In common with Carboniferous successions elsewhere in Britain, those of southern Scotland contain a range of economic mineral products that have long attracted attention. Coal, limestone and sandstone have been worked locally, particularly so in the Canonbie and Sanquhar coalfields, and to help identify the beds they were commonly given local names. For example, in the Langholm and Canonbie districts, the Carboniferous stratigraphical nomenclature applied in the 19th and early 20th century divided the rocks into the Whita Sandstone, the Cementstone Group, the Fell Sandstones, a Marine Limestone Group, the Millstone Grit, two coal groups and the Red Sandstones of Canonbie. Volcanic rocks of Birrenswark were also recognised at the base of the succession and evidence of other short-lived volcanic episodes was noted above the Fell Sandstones. Subsequent work in the 1950s and 1960s divided the Dinantian sequences into a tripartite (Lower, Middle and Upper) Border Group and a bipartite (Lower and Upper) Liddesdale Group. These units were primarily distinguished on biostratigraphical grounds with unit tops and bases defined by marker horizons such as marine bands.

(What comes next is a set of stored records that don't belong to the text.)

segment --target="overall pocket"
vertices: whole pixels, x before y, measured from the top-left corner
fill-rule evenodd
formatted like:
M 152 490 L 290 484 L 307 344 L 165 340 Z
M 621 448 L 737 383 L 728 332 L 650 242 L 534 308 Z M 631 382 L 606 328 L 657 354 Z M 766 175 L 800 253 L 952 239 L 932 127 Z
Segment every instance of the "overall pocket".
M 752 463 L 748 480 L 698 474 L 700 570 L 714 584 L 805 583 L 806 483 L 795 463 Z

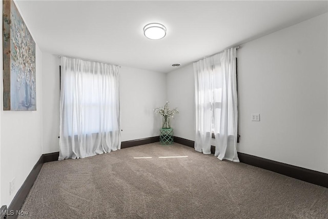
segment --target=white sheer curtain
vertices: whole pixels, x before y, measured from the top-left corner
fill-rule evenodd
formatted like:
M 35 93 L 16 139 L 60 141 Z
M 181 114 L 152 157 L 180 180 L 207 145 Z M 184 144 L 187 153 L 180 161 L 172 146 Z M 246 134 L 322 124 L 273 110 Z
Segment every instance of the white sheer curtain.
M 117 66 L 62 57 L 59 160 L 120 149 Z
M 211 153 L 212 131 L 215 155 L 239 162 L 237 154 L 238 112 L 236 48 L 194 63 L 196 137 L 195 149 Z

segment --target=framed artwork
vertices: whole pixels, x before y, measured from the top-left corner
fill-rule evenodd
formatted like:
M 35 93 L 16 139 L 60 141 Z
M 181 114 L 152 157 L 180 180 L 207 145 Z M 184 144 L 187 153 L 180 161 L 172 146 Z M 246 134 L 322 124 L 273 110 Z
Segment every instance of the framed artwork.
M 14 2 L 3 1 L 4 110 L 36 110 L 35 43 Z

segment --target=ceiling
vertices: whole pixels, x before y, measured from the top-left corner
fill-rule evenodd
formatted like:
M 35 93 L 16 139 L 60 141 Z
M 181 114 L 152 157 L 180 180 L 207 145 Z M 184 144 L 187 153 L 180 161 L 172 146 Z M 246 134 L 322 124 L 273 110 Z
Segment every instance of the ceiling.
M 327 12 L 327 1 L 16 1 L 43 52 L 168 72 Z M 163 38 L 144 35 L 150 23 Z

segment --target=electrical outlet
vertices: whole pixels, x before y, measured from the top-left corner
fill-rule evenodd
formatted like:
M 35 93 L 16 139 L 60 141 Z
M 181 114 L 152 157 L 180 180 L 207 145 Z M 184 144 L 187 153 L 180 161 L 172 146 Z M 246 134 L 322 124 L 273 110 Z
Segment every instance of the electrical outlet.
M 252 121 L 259 122 L 260 121 L 260 114 L 259 114 L 259 113 L 252 114 Z
M 9 182 L 9 195 L 11 195 L 15 191 L 15 178 Z

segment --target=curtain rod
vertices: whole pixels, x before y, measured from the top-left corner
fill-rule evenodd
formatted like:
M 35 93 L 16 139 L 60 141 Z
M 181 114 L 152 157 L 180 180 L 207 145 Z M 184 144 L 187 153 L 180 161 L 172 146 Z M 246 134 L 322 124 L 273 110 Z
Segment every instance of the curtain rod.
M 236 50 L 238 50 L 238 49 L 239 49 L 240 47 L 241 47 L 241 46 L 236 46 L 236 47 L 235 47 L 235 48 L 236 48 Z M 234 47 L 230 47 L 229 49 L 231 49 L 231 48 L 234 48 Z M 203 59 L 203 58 L 207 58 L 207 57 L 211 57 L 211 56 L 213 56 L 213 55 L 216 55 L 216 54 L 217 54 L 220 53 L 222 52 L 223 51 L 224 51 L 224 50 L 222 50 L 222 51 L 221 51 L 221 52 L 216 52 L 215 53 L 214 53 L 214 54 L 212 54 L 212 55 L 208 55 L 208 56 L 204 56 L 204 57 L 203 57 L 202 58 L 198 59 L 197 59 L 197 61 L 196 61 L 192 62 L 192 63 L 195 63 L 195 62 L 198 62 L 199 61 L 201 60 L 201 59 Z
M 117 66 L 119 68 L 121 68 L 121 66 L 120 66 L 120 65 L 112 64 L 110 64 L 110 63 L 102 63 L 101 62 L 95 61 L 94 60 L 86 59 L 85 59 L 85 58 L 81 58 L 75 57 L 70 57 L 70 56 L 66 56 L 66 57 L 70 57 L 70 58 L 78 58 L 79 59 L 83 60 L 84 61 L 87 61 L 87 62 L 94 62 L 94 63 L 104 63 L 104 64 L 108 64 L 108 65 L 113 65 L 113 66 Z M 61 57 L 61 55 L 58 55 L 58 57 L 59 58 L 60 58 Z

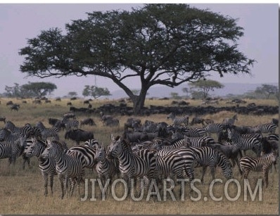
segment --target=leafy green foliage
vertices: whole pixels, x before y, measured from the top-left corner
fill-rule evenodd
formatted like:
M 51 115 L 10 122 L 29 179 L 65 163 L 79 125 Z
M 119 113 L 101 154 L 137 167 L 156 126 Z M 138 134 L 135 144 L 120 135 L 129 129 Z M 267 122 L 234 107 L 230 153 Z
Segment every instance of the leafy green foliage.
M 212 73 L 250 73 L 255 60 L 238 51 L 243 28 L 229 16 L 187 4 L 145 4 L 132 11 L 88 13 L 85 20 L 42 31 L 19 54 L 30 76 L 98 75 L 130 97 L 135 113 L 148 89 L 174 87 Z M 135 77 L 139 95 L 124 82 Z
M 212 80 L 201 80 L 197 82 L 190 83 L 189 85 L 191 89 L 198 89 L 203 92 L 204 99 L 208 96 L 210 90 L 214 91 L 215 89 L 222 89 L 224 87 L 219 82 Z
M 102 96 L 109 96 L 111 94 L 107 88 L 86 85 L 82 91 L 82 95 L 84 96 L 92 96 L 94 99 L 97 99 Z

In an attempt to unify the various localised stratigraphical schemes the British Geological Survey has recently rationalised the nomenclature of British Carboniferous lithostratigraphy, grouping together eight broad types of sedimentary lithofacies associations (P912388). The regional group names used in this account derive from that rationalisation; their lithofacies associations and principal formational components are summarised in P912347 and P912348. The lithostratigraphy defined for the Midland Valley of Scotland can be extended southwards to accommodate the Carboniferous outliers within the Southern Uplands massif: in upward succession this comprises the Inverclyde, Strathclyde, Clackmannan and Scottish Coal Measures groups. The Inverclyde Group can be usefully extended southwards as the lowermost unit of the Carboniferous sequence in the Northumberland and Solway basins. There however, above the Inverclyde Group, the northern England stratigraphy applies with, in upward succession, the Border, Yoredale, Pennine Coal Measures and Warwickshire groups (P912386, P912347 and P912348).